Morsi urges US to change its stance to Arab world

Morsi urges US to change its stance to Arab world

Morsi urges US to change its stance to Arab world

Egyptian President Morsi (R) and Qatar’s Emir Al Thani smile as attend the Islamic summit in Mecca in this file photo. AP photo

Egypt’s President Mohamed Morsi has urged the United States to change its approach to the Arab world in order to repair relations and revitalize its alliance with Egypt.

“Successive American administrations have essentially purchased with American taxpayer money the dislike - if not the hatred - of the peoples of the region,” the president told The New York Times in an interview. He was referring to U.S. backing of dictatorial governments in the region and Washington’s unconditional support for Israel. The remarks followed days of violent anti-American protests in Cairo sparked by an amateur anti-Islamic film posted on YouTube.

Morsi praised U.S. President Barack Obama for moving “decisively and quickly” to support the Arab Spring revolutions, arguing that the United States supported “the right of the people of the region to enjoy the same freedoms that Americans have,” according to Agence France-Presse. But he also expressed concern about the plight of Palestinians, who still don’t have their own state.

‘Real friends’

Americans, he pointed out, “have a special responsibility” for the Palestinians because the United States signed the 1978 Camp David accord, which called for Israel’s withdrawal from the West Bank and Gaza to allow for full Palestinian self-rule.
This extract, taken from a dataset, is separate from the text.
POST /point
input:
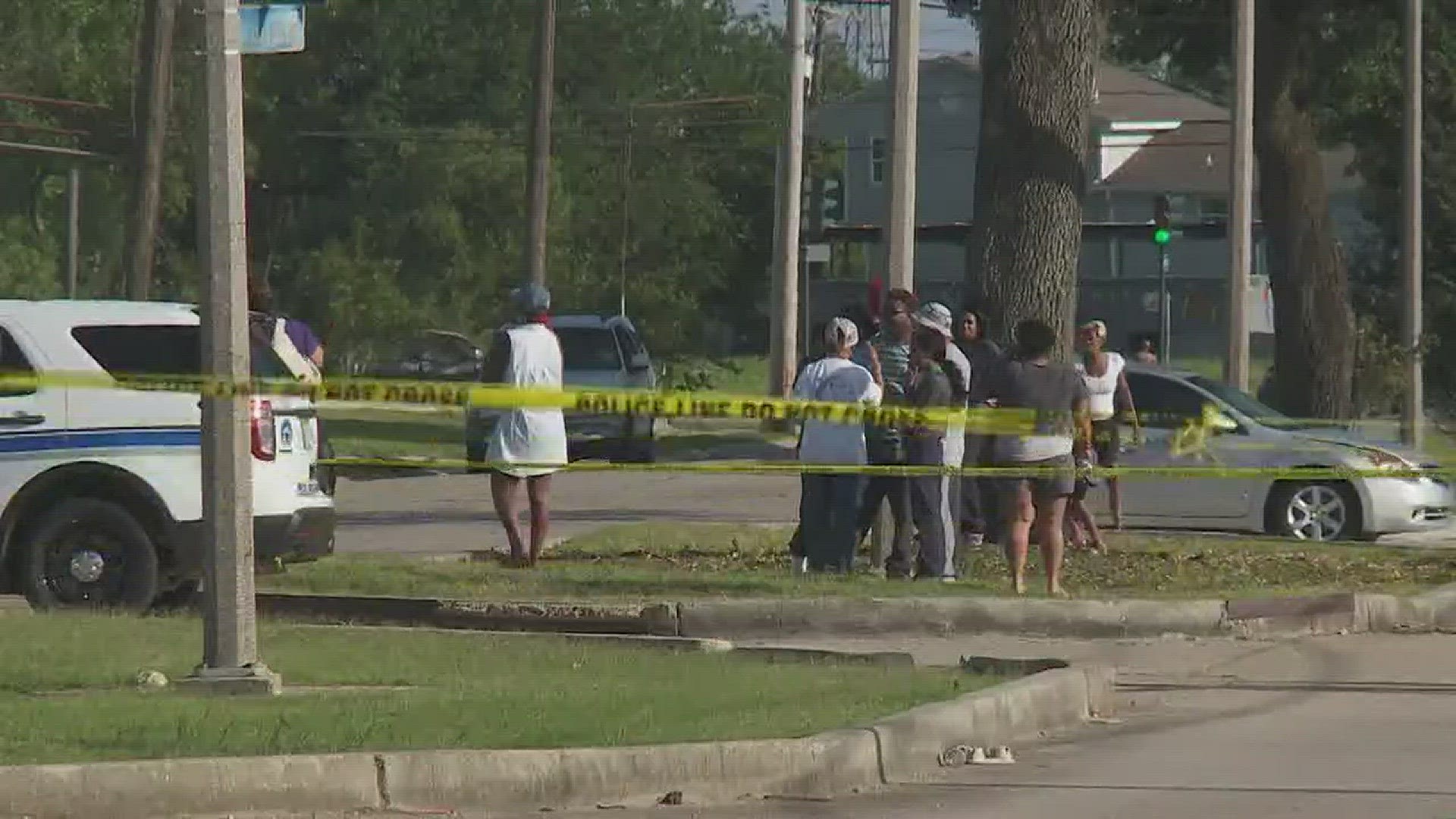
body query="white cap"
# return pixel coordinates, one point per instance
(840, 327)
Morsi was scheduled to travel to New York yesterday to take part in a meeting of the U.N. General Assembly.

“As long as peace and justice are not fulfilled for the Palestinians, then the treaty remains unfulfilled,” he said. According to The New York Times, Morsi was evasive when asked if he considered the United States an ally.
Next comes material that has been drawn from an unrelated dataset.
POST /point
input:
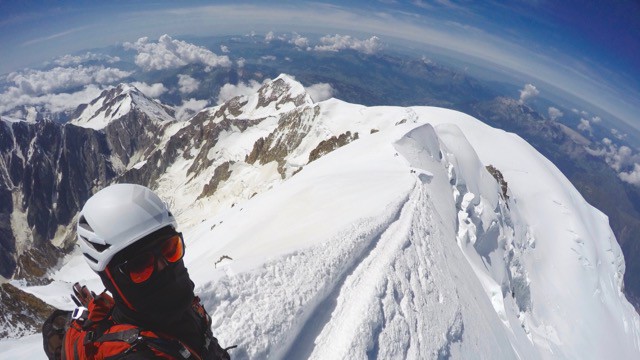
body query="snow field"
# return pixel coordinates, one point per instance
(398, 245)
“That depends on your definition of ally,” he said, adding that he considered the two nations “real friends.” The issue was thrust to the forefront of bilateral relations earlier this month, when President Obama said that Cairo was “neither an ally nor a foe.”
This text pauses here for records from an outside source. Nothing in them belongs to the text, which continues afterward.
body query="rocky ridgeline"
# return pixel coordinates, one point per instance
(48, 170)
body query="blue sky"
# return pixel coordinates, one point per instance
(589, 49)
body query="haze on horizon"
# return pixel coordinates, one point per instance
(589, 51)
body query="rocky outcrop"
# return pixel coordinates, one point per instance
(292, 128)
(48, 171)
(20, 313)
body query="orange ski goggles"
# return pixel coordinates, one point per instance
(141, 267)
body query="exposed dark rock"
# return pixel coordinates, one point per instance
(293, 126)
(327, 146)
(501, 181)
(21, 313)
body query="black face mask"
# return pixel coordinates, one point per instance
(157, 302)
State Department spokeswoman Victoria Nuland and other top administration officials then tried to distance from Obama’s comment by acknowledging that officially Egypt was still “major non-NATO ally.”
In his interview, Morsi also reaffirmed his links to the Muslim Brotherhood. “I grew up with the Muslim Brotherhood,” the president said. “I learned my principles in the Muslim Brotherhood. I learned how to love my country with the Muslim Brotherhood. I learned politics with the Brotherhood. I was a leader of the Muslim Brotherhood.”

Morsi initially sought to meet with President Obama at the White House, the daily said, but he received a cool reception, and the idea was dropped.